Minutemen ready to defend Beanpot title

By Mark Chiarelli

Rehan Talat/Collegian File Photo

For many, the Beanpot conjures images of the most esteemed college hockey tournament in the country, as four Boston-based schools battle for 365 days of local bragging rights.

But the Beanpot is also a baseball tournament. Staged throughout Massachusetts collegiate baseball, this lesser known event operates under the same guidelines as its hockey counterpart. UMass, Boston College, Northeastern and Harvard play each season to determine the best collegiate baseball team in the Commonwealth.

Since entering the Beanpot in 1996, the Minutemen are 17-16m and have won the tournament six times.

Fresh off a 2012 championship victory, UMass begins its title defense Wednesday, hosting 2011 champion Eagles at Earl Lorden field for the right to play in the title game at Fenway Park in Boston on April 29.

Only a season ago, the Minutemen rode a strong tournament performance from pitcher Connor LeBlanc to their sixth Beanpot title, defeating the Huskies and the Crimson in the process. LeBlanc pitched 13 2/3 innings, allowing only four earned runs while striking out 13. Eleven of those strikeouts came in the title game against Harvard.

The lineup also returns crucial Beanpot experience, as Adam Picard and Nik Campero will be faced with the challenge of meeting their own lofty benchmarks. In 2012, Picard tallied six hits, drove in five runs, and scored three of his own. Campero reached base six times while driving in three runs, spearheading the offensive attack.

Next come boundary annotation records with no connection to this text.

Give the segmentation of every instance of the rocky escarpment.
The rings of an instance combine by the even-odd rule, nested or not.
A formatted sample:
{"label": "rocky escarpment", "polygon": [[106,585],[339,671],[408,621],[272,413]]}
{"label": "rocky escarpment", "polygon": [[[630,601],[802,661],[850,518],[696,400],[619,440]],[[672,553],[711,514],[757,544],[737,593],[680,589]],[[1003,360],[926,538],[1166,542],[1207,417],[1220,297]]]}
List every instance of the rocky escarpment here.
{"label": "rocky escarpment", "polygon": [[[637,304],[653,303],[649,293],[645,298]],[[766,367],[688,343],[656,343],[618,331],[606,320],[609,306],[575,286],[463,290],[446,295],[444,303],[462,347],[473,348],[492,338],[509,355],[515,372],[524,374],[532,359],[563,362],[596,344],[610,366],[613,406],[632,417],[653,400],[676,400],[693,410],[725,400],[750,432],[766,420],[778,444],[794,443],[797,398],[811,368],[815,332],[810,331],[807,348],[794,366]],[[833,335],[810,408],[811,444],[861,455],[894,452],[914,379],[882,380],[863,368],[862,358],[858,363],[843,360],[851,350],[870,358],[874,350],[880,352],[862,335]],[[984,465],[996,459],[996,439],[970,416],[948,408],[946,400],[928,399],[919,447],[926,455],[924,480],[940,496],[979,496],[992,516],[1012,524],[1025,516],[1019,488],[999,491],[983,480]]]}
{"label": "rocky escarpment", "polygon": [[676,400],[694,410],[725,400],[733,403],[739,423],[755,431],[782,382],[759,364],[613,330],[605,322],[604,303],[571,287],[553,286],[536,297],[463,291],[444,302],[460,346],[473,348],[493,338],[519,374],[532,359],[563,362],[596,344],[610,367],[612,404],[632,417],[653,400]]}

The Beanpot could offer a shining moment in an otherwise difficult start for UMass, which heads into the game with a 4-17 record. The lineup has produced only six runs throughout the last four games, placing an increased burden on other facets of the team.

The Beanpot also offers a unique situation for the coaching staff, which has the option of managing games differently due to the brief nature of the tournament. While maintaining structure within the pitching staff is always crucial to long-term success, Minutemen coach Mike Stone has more flexibility given the do-or-die mentality of a single-elimination tournament.

Pitching rides momentum

As the Atlantic 10 schedule mounts and the pressure increases for UMass to improve down the stretch, the squad is still searching for an identity.

One potential trail of success may lead back to the mound, where a pair of hurlers recently turned in masterful performances for the Minutemen.

Despite taking a tough-luck loss Sunday at Rhode Island, southpaw Jordan Pace delivered his best performance of the season, allowing only three runs and six hits over eight innings. Pace fanned four batters in the loss. And on Saturday, Andrew Grant did him one better, firing a complete game shut-out — UMass’ first since 2009 — and carrying the team to a 2-0 victory.

If the hitting continues its Jekyll and Hyde act, Stone will have to rely on his pitching staff to win games. For a team struggling to find an identity, multiple games of consistency may cure many woes presented to a losing team.

Stringing together multiple solid performances may provide the necessary momentum required for the Minutemen to launch a late-season winning streak. The squad will likely look to ride the hot hand of Grant, who has won his last two starts. Grant hasn’t allowed a run over that 16 inning stretch while certainly looking the part of a workhorse, throwing 255 pitches over that span.